When We Collided(56)
I snort, thinking of my morning visitor. And the curiosity breaks my usual policy about meeting people’s ghosts for myself. Because Officer Hayashi wears a wedding band, but heartache rises off his skin like heat. “What’s Hayashi’s deal? He’s married, right?”
“Uh. Was. His wife and daughter died in a car accident when I was . . . seven? Eight? His daughter was in college at the time.”
My hand moves to cover my face, and I can barely whisper out the words. “Oh, good God. He lost his family?”
“His son is fine. He’s grown. Has kids, I think. He lives in Portland.”
Maybe I should be thinking that Hayashi had all the right in the world to tell me to deal with what I’ve got. But all I can think is that the world seems so pointlessly sad sometimes—so harrowingly, impossibly, uselessly sad.
I stare down at the ocean, which pools farther offshore but weaves in closer, between the craggy cliffs. To land squarely in the water, you’d need a huge running start and the wind direction working in your favor. A standing hop would plunge you straight into the rocks, but I can think of worse ways to go. It would feel like flying, like soaring, the wind barely resisting you, and you’d die on impact, or so they say. Still, God, the landing. I shudder to think.
“If you were going to kill yourself, how would you do it?”
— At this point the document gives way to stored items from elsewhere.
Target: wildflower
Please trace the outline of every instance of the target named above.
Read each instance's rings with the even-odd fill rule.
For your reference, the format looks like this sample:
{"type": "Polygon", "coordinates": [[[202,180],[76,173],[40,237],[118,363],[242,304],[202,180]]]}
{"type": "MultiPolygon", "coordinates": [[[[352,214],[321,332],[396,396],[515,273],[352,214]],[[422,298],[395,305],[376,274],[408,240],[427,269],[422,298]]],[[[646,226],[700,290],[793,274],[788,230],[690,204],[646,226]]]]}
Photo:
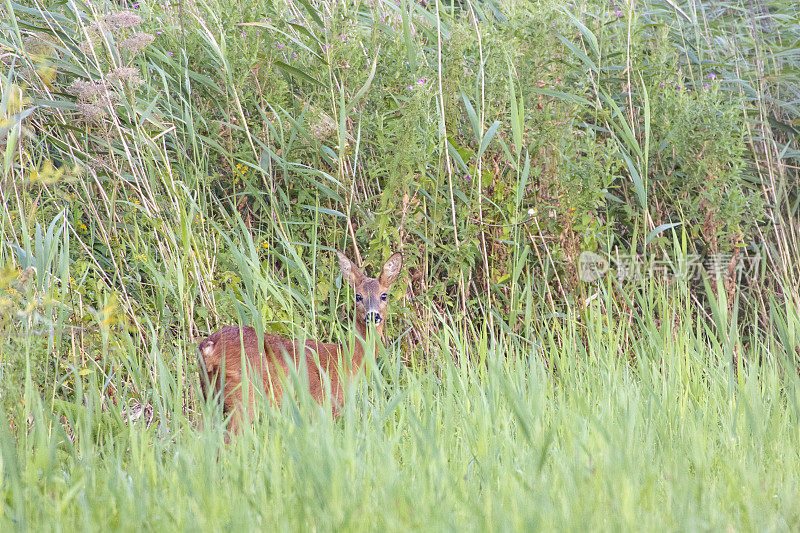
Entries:
{"type": "Polygon", "coordinates": [[[261,35],[261,30],[256,30],[256,37],[261,35]]]}
{"type": "Polygon", "coordinates": [[[420,78],[420,79],[418,79],[418,80],[417,80],[417,83],[418,83],[419,85],[422,85],[423,83],[425,83],[425,78],[420,78]]]}
{"type": "Polygon", "coordinates": [[[68,88],[77,97],[77,108],[89,121],[95,121],[106,115],[108,106],[119,102],[119,94],[109,90],[106,84],[95,81],[76,79],[68,88]]]}
{"type": "Polygon", "coordinates": [[[78,103],[77,108],[89,122],[95,122],[106,116],[106,109],[96,104],[78,103]]]}
{"type": "Polygon", "coordinates": [[[128,82],[134,87],[138,87],[144,80],[139,76],[139,70],[133,67],[118,67],[109,72],[108,79],[111,81],[128,82]]]}
{"type": "Polygon", "coordinates": [[[133,11],[120,11],[107,17],[107,21],[114,29],[135,28],[142,23],[142,17],[133,11]]]}
{"type": "Polygon", "coordinates": [[[107,24],[102,19],[86,26],[86,40],[81,42],[78,48],[84,54],[91,53],[97,43],[102,43],[106,26],[107,24]]]}
{"type": "Polygon", "coordinates": [[[472,179],[472,176],[470,176],[469,174],[467,174],[466,176],[464,176],[464,178],[465,178],[465,179],[472,179]]]}
{"type": "Polygon", "coordinates": [[[267,250],[269,248],[269,243],[267,241],[264,241],[264,242],[261,243],[261,247],[263,249],[267,250]]]}
{"type": "Polygon", "coordinates": [[[708,75],[708,79],[715,80],[715,79],[717,79],[717,75],[714,74],[714,73],[711,73],[711,74],[708,75]]]}
{"type": "Polygon", "coordinates": [[[703,84],[703,88],[704,88],[704,89],[708,89],[708,84],[707,84],[707,83],[704,83],[704,84],[703,84]]]}
{"type": "Polygon", "coordinates": [[[664,82],[663,82],[663,81],[661,82],[661,86],[662,86],[662,87],[664,86],[664,82]]]}
{"type": "MultiPolygon", "coordinates": [[[[167,52],[167,55],[168,55],[169,57],[172,57],[172,52],[167,52]]],[[[164,92],[167,92],[167,91],[164,91],[164,92]]]]}
{"type": "Polygon", "coordinates": [[[622,11],[617,9],[617,18],[622,18],[622,11]]]}
{"type": "Polygon", "coordinates": [[[281,43],[278,43],[278,50],[283,50],[283,45],[281,43]]]}
{"type": "Polygon", "coordinates": [[[105,85],[95,81],[76,79],[67,87],[67,91],[77,96],[79,100],[87,102],[100,97],[105,91],[105,85]]]}
{"type": "Polygon", "coordinates": [[[81,226],[80,226],[80,227],[81,227],[81,229],[82,229],[82,230],[84,230],[84,231],[86,231],[86,229],[87,229],[87,228],[86,228],[86,224],[84,224],[83,222],[81,222],[81,226]]]}
{"type": "Polygon", "coordinates": [[[407,88],[407,89],[413,89],[414,87],[413,87],[413,86],[411,86],[411,85],[409,85],[409,86],[408,86],[408,87],[406,87],[406,88],[407,88]]]}
{"type": "Polygon", "coordinates": [[[150,46],[156,36],[151,33],[136,33],[133,37],[128,37],[120,43],[120,46],[128,50],[132,54],[138,54],[148,46],[150,46]]]}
Jonah is silent for a few moments, and I don’t turn to see his expression because I don’t care—if he’s shocked, if he’s judging me, if he’s offended, I don’t care. “Jesus, Viv. I have no idea. I’ve never thought about it.”
Ugh, of course he hasn’t, noble Jonah and his duty to his family.
“I’m just being hypothetical, Jonah.” Honestly, the sensitivity. Get over it, you know? I don’t appreciate how often people hide their scars and doubts. Really, it’s not fair to people who are struggling, to go on believing that everyone else just has it totally together and never has one bad thought in their lives. Like, I know you people sometimes lie awake at night torturing yourselves over the atrocities in this world and mortality and meaning. I know you’re not just daydreaming about riding a pink pony to your job as a cupcake taster. “Do you believe in heaven?”
I always think I don’t believe in God because I don’t go to church and I don’t care what people do as long as it doesn’t hurt anyone. But if that’s true, then why do I mumble to a higher being sometimes? Please help me, I ask sometimes. Or I get angry at some unknowable form in the sky for my lot in life. This isn’t fair, I complain. You are not being fair to me at all. Sometimes I believe in reincarnation and sometimes I believe in the heaven that they tell little kids about, like golden streets and choirs in the clouds and being happy forever. Sometimes I believe in nothing at all because life can be such a wormhole of despair that I have to think we’re on our own.
“I want to,” Jonah says after a while.
“That’s not the same thing.”
“Yeah.” He sighs as if this thought has crossed his mind excruciatingly often. “I know.”
That’s it for Jonah, I think. I’ve sucked the energy right out of him—sapped his remaining ability to put up a cheerful front. If you want to push someone away, I strongly recommend rambling about death and theology. That oughta do it.
I watch the waves swell and break down the coastline, swell and break. My chest threatens to crack on the left side.
The heart is such a strange little beast—a lump of thick muscle with pipes sticking out. Sometimes I think my heart is made of rubber, and the world stretches it and twists so that it writhes in my chest and aches. This is why I have spent most of my time on this planet here but hurting. Sometimes I think a heart of porcelain would be easier. Let it drop out of my rib cage and break on the floor, no heartbeat, the end. Instead, I get a bouncy heart that bleeds when the world claws at it but keeps beating through the pain.
Near us, Sylvia sniffs the wildflowers. I scoot over to where Jonah’s sitting and position myself on his lap. I climb right in like a little kid, and he puts his arms around me, and I press my face into his warm neck. No matter what heaven you believe in, your time on this earth will end. What I’m saying is that you should listen—really listen—to the slosh of the waves and the distant call of Pacific birds. You should feel a boy’s pulse against your cheek; you should fill your lungs with ocean air. While you can, I mean. You should do these things while you still can.
“Hey, Jonah,” I whisper. “Can you sneak over and sleep in my room tonight?”
He thinks for a moment. “Yeah. Just tell Sylvia not to sound the alarm.”
That night, I let him in after my mom has closed her bedroom door, and we lie beneath tangled-up sheets. Sylvia’s fluffy body rises and falls at the end of the bed, where she is curled up like a powdered-sugar doughnut. Jonah and I are restless as we drift off—on a bumpy road to a peaceful destination. We curl together like heat rising from a teacup—swirls and arcs moving over each other, under each other, fluid and never still.
My head is against his shoulder, so I feel it when his breathing slows, and his lips barely part like a sleeping child.
“Jonah,” I whisper, just to check.
“It’s okay,” he says, eyes closed. He’s not even awake. “It’s okay.”